New Orleans I can’t stop reading these articles about ex-CIA spy chief, General David Petraeus, not because of the affair, which seems so mundane that you wonder what came over his biographer and paramour, Paula Broadwell, to send anonymous email bombs to potential rivals, given how buttoned down these two were. What is titillating about this mess is all of the articles about emails and the total lack of privacy they provide to everyone out there.

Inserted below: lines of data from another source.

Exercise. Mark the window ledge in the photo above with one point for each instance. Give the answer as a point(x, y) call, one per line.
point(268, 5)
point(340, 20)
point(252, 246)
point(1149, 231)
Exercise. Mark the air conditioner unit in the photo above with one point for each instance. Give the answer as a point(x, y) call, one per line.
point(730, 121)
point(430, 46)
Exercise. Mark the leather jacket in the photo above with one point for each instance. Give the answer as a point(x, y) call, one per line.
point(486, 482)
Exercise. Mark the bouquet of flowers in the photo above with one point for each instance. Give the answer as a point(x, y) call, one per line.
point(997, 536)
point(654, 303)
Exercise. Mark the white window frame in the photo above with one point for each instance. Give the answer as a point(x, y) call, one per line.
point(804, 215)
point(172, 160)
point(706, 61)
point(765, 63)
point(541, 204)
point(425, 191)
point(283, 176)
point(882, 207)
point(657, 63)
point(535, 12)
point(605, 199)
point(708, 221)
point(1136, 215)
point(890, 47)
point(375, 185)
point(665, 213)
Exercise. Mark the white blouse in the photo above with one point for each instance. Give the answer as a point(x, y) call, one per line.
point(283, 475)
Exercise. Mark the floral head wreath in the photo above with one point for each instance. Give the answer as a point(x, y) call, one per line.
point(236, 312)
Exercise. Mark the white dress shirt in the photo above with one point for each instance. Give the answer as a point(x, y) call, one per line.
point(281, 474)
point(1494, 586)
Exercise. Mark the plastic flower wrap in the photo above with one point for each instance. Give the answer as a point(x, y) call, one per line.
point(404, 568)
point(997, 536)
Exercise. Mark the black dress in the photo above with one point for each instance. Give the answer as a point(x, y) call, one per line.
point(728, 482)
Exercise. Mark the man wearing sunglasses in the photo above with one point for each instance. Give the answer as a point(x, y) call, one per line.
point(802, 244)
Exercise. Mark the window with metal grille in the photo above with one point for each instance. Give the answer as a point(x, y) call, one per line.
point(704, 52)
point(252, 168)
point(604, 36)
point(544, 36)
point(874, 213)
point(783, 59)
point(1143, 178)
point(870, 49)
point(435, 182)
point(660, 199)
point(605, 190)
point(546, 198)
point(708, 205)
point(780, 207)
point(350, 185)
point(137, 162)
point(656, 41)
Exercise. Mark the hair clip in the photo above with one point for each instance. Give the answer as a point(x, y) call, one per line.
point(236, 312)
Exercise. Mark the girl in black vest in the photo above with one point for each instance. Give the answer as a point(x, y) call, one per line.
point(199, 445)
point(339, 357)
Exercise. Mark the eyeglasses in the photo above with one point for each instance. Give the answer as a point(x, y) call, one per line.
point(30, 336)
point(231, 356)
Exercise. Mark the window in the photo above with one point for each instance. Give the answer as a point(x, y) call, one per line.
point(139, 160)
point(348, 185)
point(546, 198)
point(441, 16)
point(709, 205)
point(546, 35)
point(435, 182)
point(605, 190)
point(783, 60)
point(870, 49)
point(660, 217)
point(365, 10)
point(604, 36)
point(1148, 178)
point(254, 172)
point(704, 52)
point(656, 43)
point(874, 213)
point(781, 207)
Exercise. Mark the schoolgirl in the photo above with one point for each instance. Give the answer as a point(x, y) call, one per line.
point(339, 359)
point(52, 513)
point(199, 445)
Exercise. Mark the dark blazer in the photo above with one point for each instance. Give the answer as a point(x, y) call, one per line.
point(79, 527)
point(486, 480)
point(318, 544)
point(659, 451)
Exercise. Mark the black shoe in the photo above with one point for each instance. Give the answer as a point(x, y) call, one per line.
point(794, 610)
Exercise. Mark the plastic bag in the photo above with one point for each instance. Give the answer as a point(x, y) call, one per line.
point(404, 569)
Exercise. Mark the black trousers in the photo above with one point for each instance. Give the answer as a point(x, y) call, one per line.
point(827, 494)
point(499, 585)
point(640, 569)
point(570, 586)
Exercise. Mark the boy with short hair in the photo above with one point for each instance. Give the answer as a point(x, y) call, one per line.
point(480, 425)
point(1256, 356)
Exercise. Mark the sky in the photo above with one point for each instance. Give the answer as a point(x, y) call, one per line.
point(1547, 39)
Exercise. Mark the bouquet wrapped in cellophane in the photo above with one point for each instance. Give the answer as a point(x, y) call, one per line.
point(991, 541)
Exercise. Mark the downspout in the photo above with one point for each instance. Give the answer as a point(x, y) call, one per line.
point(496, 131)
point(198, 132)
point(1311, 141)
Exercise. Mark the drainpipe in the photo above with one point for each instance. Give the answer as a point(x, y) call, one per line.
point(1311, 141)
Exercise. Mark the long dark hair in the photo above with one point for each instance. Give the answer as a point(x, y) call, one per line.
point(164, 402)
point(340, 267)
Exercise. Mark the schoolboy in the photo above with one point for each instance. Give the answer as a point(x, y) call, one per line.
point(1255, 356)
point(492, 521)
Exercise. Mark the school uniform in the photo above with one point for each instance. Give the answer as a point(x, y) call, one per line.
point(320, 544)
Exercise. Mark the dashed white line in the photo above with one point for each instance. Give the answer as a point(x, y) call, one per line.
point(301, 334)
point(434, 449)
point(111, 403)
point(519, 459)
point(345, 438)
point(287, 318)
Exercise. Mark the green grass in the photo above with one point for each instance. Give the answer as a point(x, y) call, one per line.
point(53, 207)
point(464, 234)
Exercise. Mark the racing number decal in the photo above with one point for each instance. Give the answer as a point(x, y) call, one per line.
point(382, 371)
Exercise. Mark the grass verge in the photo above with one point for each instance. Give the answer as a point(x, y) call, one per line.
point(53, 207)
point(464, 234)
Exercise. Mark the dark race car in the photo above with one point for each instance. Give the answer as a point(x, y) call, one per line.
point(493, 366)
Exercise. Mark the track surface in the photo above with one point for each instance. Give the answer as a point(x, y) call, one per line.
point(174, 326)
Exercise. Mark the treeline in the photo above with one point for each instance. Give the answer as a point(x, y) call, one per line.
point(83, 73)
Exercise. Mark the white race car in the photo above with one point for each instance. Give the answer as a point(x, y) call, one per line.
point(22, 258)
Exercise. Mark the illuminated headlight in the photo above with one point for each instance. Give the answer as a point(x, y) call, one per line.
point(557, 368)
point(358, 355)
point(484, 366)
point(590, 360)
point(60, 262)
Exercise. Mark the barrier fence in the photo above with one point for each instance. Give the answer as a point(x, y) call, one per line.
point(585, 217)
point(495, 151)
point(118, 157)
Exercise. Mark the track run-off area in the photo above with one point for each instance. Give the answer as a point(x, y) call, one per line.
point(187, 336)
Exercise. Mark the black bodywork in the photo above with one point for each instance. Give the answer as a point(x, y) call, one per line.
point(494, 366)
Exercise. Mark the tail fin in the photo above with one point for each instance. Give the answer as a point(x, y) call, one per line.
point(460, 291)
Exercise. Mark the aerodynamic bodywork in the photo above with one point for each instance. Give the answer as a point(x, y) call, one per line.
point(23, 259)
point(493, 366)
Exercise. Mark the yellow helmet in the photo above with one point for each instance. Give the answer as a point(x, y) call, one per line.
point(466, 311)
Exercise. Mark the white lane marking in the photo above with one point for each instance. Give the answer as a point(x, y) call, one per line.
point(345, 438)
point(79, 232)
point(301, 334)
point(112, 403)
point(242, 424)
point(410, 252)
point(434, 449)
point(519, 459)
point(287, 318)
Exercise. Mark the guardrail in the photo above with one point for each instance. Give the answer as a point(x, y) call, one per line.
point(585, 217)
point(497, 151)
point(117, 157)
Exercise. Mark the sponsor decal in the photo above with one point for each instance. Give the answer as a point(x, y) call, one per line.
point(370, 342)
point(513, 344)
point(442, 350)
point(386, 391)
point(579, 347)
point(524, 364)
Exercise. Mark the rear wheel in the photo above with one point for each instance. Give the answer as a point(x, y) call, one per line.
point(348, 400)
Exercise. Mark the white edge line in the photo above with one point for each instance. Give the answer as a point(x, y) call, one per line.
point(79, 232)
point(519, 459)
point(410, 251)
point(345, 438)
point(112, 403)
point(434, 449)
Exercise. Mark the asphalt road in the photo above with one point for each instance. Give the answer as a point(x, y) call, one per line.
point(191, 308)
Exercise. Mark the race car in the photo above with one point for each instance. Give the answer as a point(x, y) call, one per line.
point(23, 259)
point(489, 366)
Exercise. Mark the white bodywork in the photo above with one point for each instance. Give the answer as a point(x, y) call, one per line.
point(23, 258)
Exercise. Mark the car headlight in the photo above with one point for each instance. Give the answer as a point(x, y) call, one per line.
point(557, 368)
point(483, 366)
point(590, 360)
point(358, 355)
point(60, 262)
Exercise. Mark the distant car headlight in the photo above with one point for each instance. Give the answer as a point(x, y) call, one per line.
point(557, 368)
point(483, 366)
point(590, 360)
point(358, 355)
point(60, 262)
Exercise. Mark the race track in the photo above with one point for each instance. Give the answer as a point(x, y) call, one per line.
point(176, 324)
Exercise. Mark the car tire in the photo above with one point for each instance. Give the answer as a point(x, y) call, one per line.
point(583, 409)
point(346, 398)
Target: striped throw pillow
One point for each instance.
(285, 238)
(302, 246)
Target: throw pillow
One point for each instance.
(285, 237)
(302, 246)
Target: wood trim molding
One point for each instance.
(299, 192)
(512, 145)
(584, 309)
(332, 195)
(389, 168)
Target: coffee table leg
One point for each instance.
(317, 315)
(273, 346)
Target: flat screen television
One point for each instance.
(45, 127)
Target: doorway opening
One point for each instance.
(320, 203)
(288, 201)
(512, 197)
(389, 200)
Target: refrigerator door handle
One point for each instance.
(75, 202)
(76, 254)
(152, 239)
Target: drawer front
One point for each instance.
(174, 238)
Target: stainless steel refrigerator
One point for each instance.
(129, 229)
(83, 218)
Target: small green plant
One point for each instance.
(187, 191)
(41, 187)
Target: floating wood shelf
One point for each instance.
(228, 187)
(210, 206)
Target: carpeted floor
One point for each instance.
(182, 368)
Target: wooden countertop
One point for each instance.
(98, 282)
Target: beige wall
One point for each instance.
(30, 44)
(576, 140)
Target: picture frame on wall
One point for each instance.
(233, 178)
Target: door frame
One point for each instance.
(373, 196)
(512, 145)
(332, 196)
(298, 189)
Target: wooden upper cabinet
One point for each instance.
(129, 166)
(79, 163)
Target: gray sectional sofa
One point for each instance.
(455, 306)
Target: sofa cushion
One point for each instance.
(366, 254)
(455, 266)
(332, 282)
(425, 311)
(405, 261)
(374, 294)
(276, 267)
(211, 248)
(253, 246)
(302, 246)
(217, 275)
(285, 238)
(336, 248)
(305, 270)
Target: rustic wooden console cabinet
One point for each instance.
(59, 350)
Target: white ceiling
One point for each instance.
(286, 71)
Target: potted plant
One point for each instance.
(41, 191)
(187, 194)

For example, we have always known that Google was a window to the world because they never erase anything. It turns out, according to Nicole Perlroth in the New York Times, they do erase logins after 18 months, though I’m not sure what they do with your emails. It turns out that Yahoo does the same thing, though I’ve known people who had Yahoo addresses believing that Yahoo didn’t keep the emails forever. Now I wonder what is true?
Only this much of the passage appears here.